In most situations its practically possible and I will talk about some very common use-cases here.
For state dependencies
In the preceding example, you can get rid of that warning using a callback in your setCount
method because count will no longer be a dependency 😊
javascript
useEffect(() => {
setCount((count) => count + 1);
}, []);
Another drawback off adding
// eslint-disable-next-line
could be that it will not warn you about future dependencies. i.e If you made some changes in that hook which has a dependency but you forgot to add it in the dependency array, you will not get a warning now as you already have disabled that. This could lead to unexpected behavior and even break your app.
For function dependencies
When you use any function in the useEffect
hook.
Let’s consider you have a function that uses name
as argument and does something. You will get an es-lint
warning for not adding the function in the dependency array.
javascript
const functionName = (name) => {
// do something
};
useEffect(() => {
functionName(name);
}, [name]);
But, even adding it directly to the dependency wont fix it and you will get another warning that you have just caused an infinite loop because someFunction has a different reference on each render
. So whats the fix?
The solution here is likely to wrap that function in a useCallback
hook because useCallBack
will return a memoized callback. It makes certain that the function doesn’t change references between renders.
javascript
const functionName = useCallback((name) => {
// do something with count
}, []);
useEffect(() => {
functionName(name);
}, [name, functionName]);
PS:
As per official useCallBack docs make sure that every value referenced inside the callback should also appear in the dependencies array.
Here is another use-case I saw on the same github issue related to useCallBack, where a user will add an email and invite those email to the app.
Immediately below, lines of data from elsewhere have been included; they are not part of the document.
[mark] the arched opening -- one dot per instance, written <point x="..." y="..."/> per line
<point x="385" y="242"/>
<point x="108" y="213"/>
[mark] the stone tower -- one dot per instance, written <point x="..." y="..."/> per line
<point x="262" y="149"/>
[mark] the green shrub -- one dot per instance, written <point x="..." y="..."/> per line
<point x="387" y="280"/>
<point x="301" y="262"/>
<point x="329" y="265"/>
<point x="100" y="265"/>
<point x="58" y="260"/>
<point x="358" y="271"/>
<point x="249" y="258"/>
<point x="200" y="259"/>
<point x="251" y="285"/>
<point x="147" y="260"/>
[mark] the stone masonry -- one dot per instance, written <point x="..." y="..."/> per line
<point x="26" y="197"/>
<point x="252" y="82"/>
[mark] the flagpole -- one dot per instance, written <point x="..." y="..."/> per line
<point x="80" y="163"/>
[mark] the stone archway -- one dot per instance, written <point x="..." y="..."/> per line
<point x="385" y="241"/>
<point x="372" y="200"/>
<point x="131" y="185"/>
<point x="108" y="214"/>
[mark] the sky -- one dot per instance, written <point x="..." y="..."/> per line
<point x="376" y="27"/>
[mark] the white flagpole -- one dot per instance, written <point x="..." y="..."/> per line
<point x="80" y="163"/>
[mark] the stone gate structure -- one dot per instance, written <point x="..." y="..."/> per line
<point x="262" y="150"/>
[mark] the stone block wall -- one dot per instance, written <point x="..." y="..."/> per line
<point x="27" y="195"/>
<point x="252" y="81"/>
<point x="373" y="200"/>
It potentially fix the deps into [emails, props]
. Whereas, actually it needs to update the function reference only when onSubmit
change and not any other prop
.
javascript
const handleSubmit = React.useCallback(
() => {
props.onSubmit(emails);
},
[emails, props]
);
This is because technically props.onSubmit() passes props itself as
this
toonSubmit
call. SoonSubmit
might implicitly depend on props and the best practice is always de-structuring.
Valid-Case
I also want to talk about one of the legitimate cases that I found on the same thread, where you may have to disable extraneous dependency warning
javascript
useEffect(() => {
window.scrollTo(0, 0);
}, [activeTab]);
Summary
Its very common to disable/ignore react-hooks/exhaustive-deps
linting warnings in most cases. Probably you actually want to fire the hook when the dependency changes. It might not seem like it at first, but there are probably some edge cases for which your effect logic will fail if you don’t include the variable in the dependency array. So, you should try to fulfill react hook dependency requirements with given ways instead disabling.
Top comments (1)
With react version 19 there will not be a need for useCallback() hook because the react compiler will take care of it. So i think the react team are already aware about it and in react 19 they will fix this exhuastive usage of useMemo and useCallback everywhere in your codebase.